New York Department of Environmental Conservation (DEC) Commissioner Joe Martens said the agency plans to maintain current staff levels during the upcoming fiscal year because the budget doesn’t include funds to monitor new unconventional wells.

Testifying before a panel of state lawmakers on Tuesday on Gov. Andrew Cuomo’s executive budget for fiscal year 2012-2013, Martens said “in light of the considerable work that remains before we finalize our regulatory framework, the executive budget does not include any funds for high-volume hydraulic fracturing [fracking].”

Martens said the agency had received more than 60,000 comments on its recommendations in a revised supplemental generic environmental impact statement (SGEIS) on fracking, and more than 6,000 people had attended public hearings on the practice.

“We will proceed cautiously and thoughtfully, relying on science to inform our decisions. The final result of our Marcellus Shale analysis will be better because of the many thoughtful comments we’ve received, along with the discussions that we’ve held with a large variety of stakeholders,” Martens said. He added that more than 50 employees at the DEC were reviewing the comments, a process expected to take several months.

“Just like in any business, time is money,” Cherie Messore, spokesperson for the Independent Oil and Gas Association of New York (IOGA), told NGI’s Shale Daily on Tuesday. “This is giving more time to a process that has been going on now for a few years. So to allow for operators to plan sufficiently, we need to know that [fracking in New York] is going to happen. That way expenditures and budgeting can be done appropriately from the operator’s standpoint that will allow them to do business.”

John Holko, president of Lenape Energy Inc. and an IOGA board member, told NGI’s Shale Daily that despite geologists’ belief that New York’s portion of the Marcellus Shale is mostly dry gas, energy companies were still interested in coming to the Empire State.

“Under the current economic conditions, dry gas isn’t desirable right now,” Holko said Tuesday. “That could change. Overall, dry gas is the most marketable and the easiest and most pervasive to use. But right at this moment, the economic conditions just don’t make it as desirable.”

According to various media reports, Martens told Assemblyman Robert Sweeney (D-Lindenhurst) that only a “limited” number of gas drilling permits would be approved by the DEC during the upcoming fiscal year, which begins April 1, because of staff limitations at the DEC. But the current moratorium on fracking in the state would have to be lifted first, and Martens reportedly described that scenario as speculative.

Sweeney is the primary sponsor of a bill to extend the moratorium on fracking until June 1, 2013 (see Shale Daily, Jan. 10).

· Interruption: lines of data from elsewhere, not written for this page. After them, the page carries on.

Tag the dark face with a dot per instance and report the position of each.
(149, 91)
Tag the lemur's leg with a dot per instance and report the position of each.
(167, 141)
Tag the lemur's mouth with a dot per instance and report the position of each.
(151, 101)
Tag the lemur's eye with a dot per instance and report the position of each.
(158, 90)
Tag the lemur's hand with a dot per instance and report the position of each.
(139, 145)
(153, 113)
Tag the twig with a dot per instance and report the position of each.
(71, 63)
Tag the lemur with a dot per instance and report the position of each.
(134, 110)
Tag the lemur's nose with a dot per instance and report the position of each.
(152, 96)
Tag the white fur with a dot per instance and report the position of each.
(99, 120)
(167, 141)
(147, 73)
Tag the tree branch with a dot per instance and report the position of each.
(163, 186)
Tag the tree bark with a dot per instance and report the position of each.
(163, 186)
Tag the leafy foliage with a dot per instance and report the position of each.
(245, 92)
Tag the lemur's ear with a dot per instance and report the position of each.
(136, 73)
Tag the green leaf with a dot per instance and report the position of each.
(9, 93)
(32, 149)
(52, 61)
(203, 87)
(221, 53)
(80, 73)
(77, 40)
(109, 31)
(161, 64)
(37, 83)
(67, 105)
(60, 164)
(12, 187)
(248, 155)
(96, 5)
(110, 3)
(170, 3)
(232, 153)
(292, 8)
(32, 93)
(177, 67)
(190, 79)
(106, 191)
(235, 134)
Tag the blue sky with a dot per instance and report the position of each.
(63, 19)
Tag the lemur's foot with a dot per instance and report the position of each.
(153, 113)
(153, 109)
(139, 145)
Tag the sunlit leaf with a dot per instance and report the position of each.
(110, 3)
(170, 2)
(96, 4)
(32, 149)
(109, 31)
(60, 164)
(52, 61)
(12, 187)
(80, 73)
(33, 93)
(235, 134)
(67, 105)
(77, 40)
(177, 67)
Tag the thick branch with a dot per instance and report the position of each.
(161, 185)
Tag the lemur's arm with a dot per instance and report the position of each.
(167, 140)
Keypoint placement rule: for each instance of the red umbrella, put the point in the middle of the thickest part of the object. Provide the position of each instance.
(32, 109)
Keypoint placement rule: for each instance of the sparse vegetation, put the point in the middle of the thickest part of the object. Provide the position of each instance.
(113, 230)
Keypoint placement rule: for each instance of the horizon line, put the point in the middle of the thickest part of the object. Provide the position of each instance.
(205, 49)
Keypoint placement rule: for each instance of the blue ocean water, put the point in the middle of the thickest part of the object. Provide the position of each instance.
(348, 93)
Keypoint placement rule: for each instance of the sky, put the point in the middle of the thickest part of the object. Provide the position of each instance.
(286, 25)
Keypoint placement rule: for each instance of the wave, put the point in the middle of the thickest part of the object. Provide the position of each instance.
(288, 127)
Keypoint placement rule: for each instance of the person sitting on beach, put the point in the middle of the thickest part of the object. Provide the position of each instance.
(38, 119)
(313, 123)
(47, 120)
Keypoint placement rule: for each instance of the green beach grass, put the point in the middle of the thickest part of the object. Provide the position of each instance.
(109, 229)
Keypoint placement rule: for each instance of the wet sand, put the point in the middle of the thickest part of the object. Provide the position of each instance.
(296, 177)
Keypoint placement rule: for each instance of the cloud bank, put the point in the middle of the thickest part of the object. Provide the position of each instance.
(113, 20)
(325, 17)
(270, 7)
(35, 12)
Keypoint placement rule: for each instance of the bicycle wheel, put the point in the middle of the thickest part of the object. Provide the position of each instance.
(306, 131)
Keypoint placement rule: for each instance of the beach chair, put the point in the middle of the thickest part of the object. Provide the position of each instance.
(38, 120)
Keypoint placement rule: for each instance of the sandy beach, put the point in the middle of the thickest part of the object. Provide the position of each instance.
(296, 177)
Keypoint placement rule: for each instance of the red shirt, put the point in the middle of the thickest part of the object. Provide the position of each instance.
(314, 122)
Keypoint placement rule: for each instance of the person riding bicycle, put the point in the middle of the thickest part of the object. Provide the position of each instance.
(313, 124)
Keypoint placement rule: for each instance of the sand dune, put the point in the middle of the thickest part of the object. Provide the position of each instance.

Although the DEC has already recommended that fracking be banned in the watersheds of New York City and Syracuse (see Shale Daily, July 5, 2011), Martens told Assemblyman Kevin Cahill (D-Kingston) that the ban was not over fears of water contamination but renewal of the five-year Filtration Avoidance Determination (FAD) issued by the U.S. Environmental Protection Agency (EPA), currently under review. Currently, those watersheds qualify because the water is so pure.

“I think there is a significant risk if hydrofracking were allowed in those areas that the FAD might be denied and those two systems would then be required to filter [their water],” Martens said. “That’s not so much contamination of water supplies [but] road construction activities, pad construction…It is runoff. There’s a big emphasis on that.

“It’s a $9 billion price tag if you have to filter the New York City system. It’s a much smaller price tag for Syracuse, but significant nonetheless. So it’s not worth the risk, in my opinion, of jeopardizing that FAD by allowing hydrofracking to occur.”

Martens also told state Sen. Mark Grisanti (R-Buffalo) that he supported having the revenue generated by permit fees from oil and gas companies allocated to the DEC, specifically for the agency to hire additional staff and inspectors.

Assemblywoman Barbara Lifton (D-Ithaca), a longtime foe of fracking in New York, asked Martens if any publicly owned treatment works (POTW) in the state were currently allowed to accept and treat wastewater from fracking operations.

“It would have to be a sewage treatment plant with an approved pretreatment process with a permit from the EPA,” Martens said. “There are a limited number of facilities that have treated wastes in the past that are probably every bit as difficult to treat as the wastewater from [fracking]. I think it can be done, but could your average POTW in New York State do it? I think that’s highly unlikely.”

Under Cuomo’s proposed budget, the DEC would receive $872.9 million during this fiscal year, which is $167.7 million, or $16.1% less, than it received during the previous fiscal year. Martens said $434 million of the total would go toward the DEC’s operations and to maintain its current staff level of 2,983.

The SGEIS is to provide the framework for DEC’s fracking permit process. In July 2008 then-Gov. David Paterson ordered the DEC to complete the SGEIS, which effectively placed a moratorium on drilling horizontal wells in the New York portion of the Marcellus Shale. Paterson requested the SGEIS because the original impact statement was completed in 1992, before technological changes in shale development. In the closing days of his term Paterson extended the SGEIS deadline until July 1, 2011 (see Shale Daily, Dec. 14, 2010).